Do you mean like this?
#!/usr/bin/perl
use strict;
use warnings;
while (<DATA>) {
chomp;
while( m/([[:upper:]](\.\s|\.|\s|)(?:[[:upper:]](?:\2|$))+)/g ) {
my $acronym = $1;
print qq("$acronym"\n);
}
}
exit(0);
__DATA__
L F and LF and L.F. and L. F. and not L, F.
some HTML some XML.
or X.H.T.M.L. or X. H. T. M. L. or even X H T M L
but not U and I,
or You and I.
...
Sample output:
"L F "
"LF"
"L.F."
"L. F. "
"HTML"
"XML"
"X.H.T.M.L."
"X. H. T. M. L. "
"X H T M L"
It is probably better to break m/([[:upper:]](\.\s|\.|\s|)(?:[[:upper:]](?:\2|$))+)/g down bit by bit and explain how it works:
- m/([[:upper:]](\.\s|\.|\s|)(?:[[:upper:]](?:\2|$))+)/g
- This arranges for the expression to match repeatedly, beginning each search where the previous search "left off", with the entire pattern in a capture group. I have used numbered capture groups here because the expression uses a backreference.

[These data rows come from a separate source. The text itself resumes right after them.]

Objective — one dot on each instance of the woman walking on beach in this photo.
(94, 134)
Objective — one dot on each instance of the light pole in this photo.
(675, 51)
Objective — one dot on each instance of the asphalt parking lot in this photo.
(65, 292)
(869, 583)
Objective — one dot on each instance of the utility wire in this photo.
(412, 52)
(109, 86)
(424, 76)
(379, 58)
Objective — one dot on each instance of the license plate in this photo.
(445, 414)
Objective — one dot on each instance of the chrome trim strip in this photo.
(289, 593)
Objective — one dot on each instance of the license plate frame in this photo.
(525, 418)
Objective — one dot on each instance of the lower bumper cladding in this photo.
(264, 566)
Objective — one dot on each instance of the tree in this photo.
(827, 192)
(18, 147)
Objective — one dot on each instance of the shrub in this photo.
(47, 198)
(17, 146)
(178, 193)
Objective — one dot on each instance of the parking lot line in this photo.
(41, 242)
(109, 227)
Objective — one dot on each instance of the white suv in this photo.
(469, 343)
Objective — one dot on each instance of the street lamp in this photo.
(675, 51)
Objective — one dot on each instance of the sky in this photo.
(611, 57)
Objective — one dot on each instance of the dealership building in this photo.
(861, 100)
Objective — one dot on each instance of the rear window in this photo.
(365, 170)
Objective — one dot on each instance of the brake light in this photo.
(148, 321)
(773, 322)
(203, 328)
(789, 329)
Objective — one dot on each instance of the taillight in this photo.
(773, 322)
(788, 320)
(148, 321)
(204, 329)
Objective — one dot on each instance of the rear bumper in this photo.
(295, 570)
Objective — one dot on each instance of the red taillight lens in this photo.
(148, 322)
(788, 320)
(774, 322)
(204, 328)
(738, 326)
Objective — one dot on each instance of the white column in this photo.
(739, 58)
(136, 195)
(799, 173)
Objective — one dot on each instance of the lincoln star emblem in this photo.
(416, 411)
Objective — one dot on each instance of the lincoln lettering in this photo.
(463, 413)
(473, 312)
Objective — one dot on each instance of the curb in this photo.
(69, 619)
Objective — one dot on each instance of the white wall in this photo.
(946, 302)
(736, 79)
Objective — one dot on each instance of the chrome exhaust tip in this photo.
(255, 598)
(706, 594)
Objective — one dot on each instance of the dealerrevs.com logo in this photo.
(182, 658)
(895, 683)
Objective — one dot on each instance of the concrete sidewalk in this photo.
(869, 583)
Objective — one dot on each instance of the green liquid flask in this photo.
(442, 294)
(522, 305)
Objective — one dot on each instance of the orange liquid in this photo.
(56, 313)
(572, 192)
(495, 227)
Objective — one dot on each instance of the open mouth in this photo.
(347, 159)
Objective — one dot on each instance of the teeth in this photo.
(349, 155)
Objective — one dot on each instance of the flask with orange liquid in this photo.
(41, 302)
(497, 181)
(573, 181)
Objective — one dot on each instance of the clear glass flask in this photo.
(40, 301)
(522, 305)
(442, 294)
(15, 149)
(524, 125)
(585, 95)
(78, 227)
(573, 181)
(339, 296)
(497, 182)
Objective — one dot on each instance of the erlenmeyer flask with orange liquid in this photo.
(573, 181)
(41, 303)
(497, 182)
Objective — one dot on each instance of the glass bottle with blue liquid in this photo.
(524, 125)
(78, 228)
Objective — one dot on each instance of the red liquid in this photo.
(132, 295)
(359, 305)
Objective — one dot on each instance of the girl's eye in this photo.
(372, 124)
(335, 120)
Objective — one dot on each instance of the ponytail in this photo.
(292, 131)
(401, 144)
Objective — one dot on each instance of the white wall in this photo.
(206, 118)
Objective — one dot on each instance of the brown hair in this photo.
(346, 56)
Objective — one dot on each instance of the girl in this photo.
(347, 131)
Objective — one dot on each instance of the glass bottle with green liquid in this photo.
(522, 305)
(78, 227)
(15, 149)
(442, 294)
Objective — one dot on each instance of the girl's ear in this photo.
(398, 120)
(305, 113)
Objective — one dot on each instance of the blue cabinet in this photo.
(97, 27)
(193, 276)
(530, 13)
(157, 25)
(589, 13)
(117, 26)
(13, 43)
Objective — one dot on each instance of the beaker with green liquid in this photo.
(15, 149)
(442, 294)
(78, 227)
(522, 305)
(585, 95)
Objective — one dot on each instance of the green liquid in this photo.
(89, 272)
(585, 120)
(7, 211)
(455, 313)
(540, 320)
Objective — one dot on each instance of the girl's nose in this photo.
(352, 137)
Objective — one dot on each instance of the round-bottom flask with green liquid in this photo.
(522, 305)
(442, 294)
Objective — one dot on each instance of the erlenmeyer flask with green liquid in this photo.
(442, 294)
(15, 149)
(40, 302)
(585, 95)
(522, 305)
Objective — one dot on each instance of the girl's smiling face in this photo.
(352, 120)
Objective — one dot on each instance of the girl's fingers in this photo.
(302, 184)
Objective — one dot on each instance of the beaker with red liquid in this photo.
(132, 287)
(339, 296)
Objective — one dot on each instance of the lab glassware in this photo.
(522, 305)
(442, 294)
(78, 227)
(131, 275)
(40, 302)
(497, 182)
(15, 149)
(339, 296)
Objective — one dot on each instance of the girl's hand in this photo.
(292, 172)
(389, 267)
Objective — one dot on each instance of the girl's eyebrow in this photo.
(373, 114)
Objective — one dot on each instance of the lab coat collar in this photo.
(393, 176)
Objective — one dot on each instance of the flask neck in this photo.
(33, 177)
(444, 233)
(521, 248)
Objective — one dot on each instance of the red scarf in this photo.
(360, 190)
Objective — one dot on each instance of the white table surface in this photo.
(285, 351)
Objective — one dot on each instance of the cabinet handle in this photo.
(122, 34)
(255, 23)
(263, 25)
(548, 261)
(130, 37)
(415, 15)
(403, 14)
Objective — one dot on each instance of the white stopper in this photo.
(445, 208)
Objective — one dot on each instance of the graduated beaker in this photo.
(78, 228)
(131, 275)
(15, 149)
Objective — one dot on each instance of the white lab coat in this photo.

- m/([[:upper:]](\.\s|\.|\s|)(?:[[:upper:]](?:\2|$))+)/g
- First, we must find an uppercase letter, then we note what comes after it in a second capture group. The first letter can be followed by a dot and whitespace, a dot only, a space only, or an empty string, but we remember what we matched here as group 2.
- m/([[:upper:]](\.\s|\.|\s|)(?:[[:upper:]](?:\2|$))+)/g
- This non-capturing group defines the repetition. We require at least 1 additional "element" in the acronym, so single upppercase letters are not recognized.

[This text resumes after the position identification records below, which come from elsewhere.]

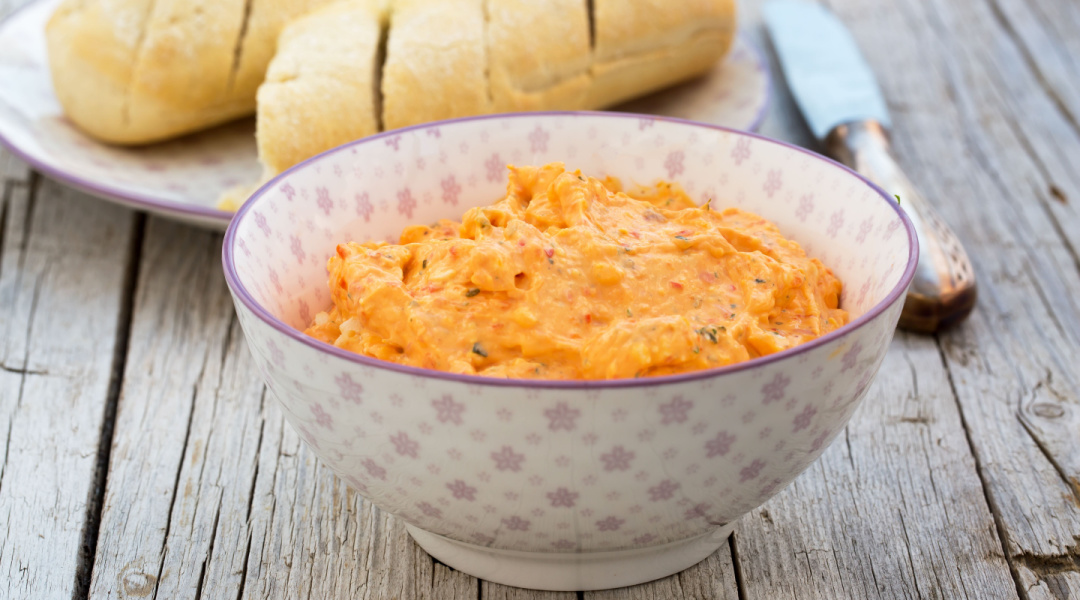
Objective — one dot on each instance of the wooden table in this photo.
(140, 457)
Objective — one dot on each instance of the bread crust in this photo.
(436, 63)
(137, 71)
(648, 44)
(539, 54)
(321, 89)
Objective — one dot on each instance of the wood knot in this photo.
(135, 583)
(1048, 410)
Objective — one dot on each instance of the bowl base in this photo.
(568, 571)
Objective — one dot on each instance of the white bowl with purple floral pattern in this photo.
(563, 485)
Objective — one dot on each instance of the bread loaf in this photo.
(135, 71)
(539, 54)
(322, 86)
(648, 44)
(449, 58)
(436, 62)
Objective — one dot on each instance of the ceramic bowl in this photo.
(563, 485)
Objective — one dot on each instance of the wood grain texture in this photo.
(64, 260)
(959, 477)
(980, 128)
(217, 490)
(894, 507)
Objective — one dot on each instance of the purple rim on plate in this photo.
(145, 202)
(241, 294)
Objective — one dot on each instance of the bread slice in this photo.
(539, 54)
(643, 45)
(321, 89)
(266, 19)
(436, 63)
(135, 71)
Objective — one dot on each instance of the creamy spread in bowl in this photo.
(574, 277)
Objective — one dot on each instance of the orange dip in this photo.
(570, 277)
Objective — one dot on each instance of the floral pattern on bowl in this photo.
(549, 467)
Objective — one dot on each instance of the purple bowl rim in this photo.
(241, 295)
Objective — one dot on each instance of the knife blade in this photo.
(840, 100)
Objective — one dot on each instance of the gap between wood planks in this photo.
(88, 548)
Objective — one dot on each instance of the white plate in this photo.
(184, 178)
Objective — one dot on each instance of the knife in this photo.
(842, 105)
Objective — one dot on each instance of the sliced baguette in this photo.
(436, 63)
(321, 89)
(539, 54)
(643, 45)
(136, 71)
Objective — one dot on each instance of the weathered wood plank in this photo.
(894, 507)
(980, 131)
(713, 578)
(211, 494)
(498, 591)
(64, 261)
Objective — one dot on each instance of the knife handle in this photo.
(943, 291)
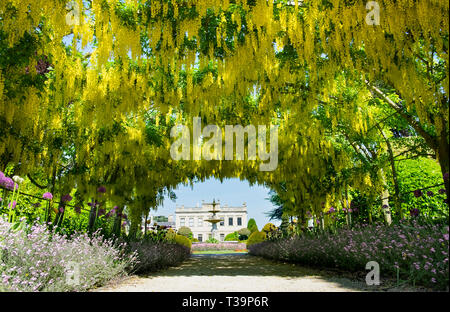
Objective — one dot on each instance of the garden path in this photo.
(241, 273)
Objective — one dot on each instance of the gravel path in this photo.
(239, 273)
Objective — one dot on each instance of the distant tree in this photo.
(161, 219)
(244, 233)
(251, 225)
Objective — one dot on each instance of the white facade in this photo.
(234, 219)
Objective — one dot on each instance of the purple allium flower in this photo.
(93, 204)
(66, 198)
(445, 176)
(414, 212)
(47, 195)
(101, 189)
(8, 183)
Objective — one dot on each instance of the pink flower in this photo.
(66, 198)
(47, 195)
(101, 189)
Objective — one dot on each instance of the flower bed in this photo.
(219, 246)
(418, 253)
(35, 259)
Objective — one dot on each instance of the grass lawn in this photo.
(217, 251)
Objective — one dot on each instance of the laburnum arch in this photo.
(95, 87)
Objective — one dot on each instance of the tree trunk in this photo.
(118, 223)
(385, 201)
(442, 156)
(92, 216)
(397, 203)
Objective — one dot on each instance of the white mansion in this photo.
(231, 219)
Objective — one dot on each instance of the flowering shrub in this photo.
(220, 246)
(417, 252)
(35, 259)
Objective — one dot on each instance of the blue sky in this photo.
(232, 192)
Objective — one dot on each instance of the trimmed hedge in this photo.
(183, 240)
(256, 237)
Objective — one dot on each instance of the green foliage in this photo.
(170, 235)
(269, 227)
(185, 231)
(251, 225)
(256, 237)
(183, 240)
(416, 174)
(244, 233)
(232, 237)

- m/([[:upper:]](\.\s|\.|\s|)(?:[[:upper:]](?:\2|$))+)/g
- Later "elements" must consist of an uppercase letter and the same string (the "\2") that we previously found between the first and second letter, or must run up to the end of the input string.

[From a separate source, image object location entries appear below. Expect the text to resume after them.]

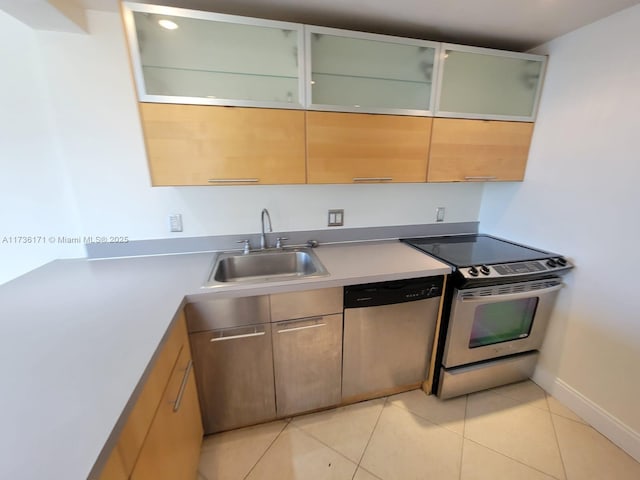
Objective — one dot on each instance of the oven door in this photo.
(491, 322)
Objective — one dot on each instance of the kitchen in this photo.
(72, 95)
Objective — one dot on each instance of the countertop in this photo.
(78, 336)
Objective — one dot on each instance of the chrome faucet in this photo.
(263, 240)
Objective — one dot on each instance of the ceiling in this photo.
(508, 24)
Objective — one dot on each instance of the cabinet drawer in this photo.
(172, 447)
(141, 416)
(309, 303)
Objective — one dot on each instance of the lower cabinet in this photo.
(172, 447)
(162, 435)
(307, 359)
(264, 357)
(478, 150)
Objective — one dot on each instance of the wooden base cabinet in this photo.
(207, 145)
(172, 447)
(478, 150)
(365, 148)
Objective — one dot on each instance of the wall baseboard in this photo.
(611, 427)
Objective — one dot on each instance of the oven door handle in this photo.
(510, 296)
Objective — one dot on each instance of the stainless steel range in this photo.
(498, 303)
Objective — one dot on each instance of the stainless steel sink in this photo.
(265, 266)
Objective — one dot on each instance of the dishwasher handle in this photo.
(389, 293)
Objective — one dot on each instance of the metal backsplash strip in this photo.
(166, 246)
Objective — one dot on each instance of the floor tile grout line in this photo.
(514, 459)
(555, 434)
(423, 418)
(364, 450)
(287, 422)
(313, 437)
(464, 431)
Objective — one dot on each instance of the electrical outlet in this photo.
(336, 218)
(175, 222)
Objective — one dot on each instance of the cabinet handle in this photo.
(183, 386)
(233, 180)
(372, 179)
(480, 178)
(235, 337)
(306, 327)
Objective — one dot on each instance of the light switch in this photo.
(336, 218)
(175, 222)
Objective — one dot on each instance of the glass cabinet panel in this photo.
(352, 71)
(489, 83)
(215, 59)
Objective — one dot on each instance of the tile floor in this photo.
(512, 432)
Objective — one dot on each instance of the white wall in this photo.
(99, 131)
(34, 196)
(580, 198)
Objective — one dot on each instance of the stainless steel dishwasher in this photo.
(389, 328)
(233, 361)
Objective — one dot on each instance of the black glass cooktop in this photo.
(469, 250)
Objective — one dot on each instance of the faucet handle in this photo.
(279, 241)
(247, 246)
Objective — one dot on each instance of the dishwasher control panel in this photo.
(388, 293)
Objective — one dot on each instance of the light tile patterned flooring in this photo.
(513, 432)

- m/([[:upper:]](\.\s|\.|\s|)(?:[[:upper:]](?:\2|$))+)/g
- Lastly, there's an important detail here: backtracking in this expression is very limited and the engine will either advance or fail the match very quickly. The critical detail is that there is no point in the expression where the engine can "stretch" one element and still match the next.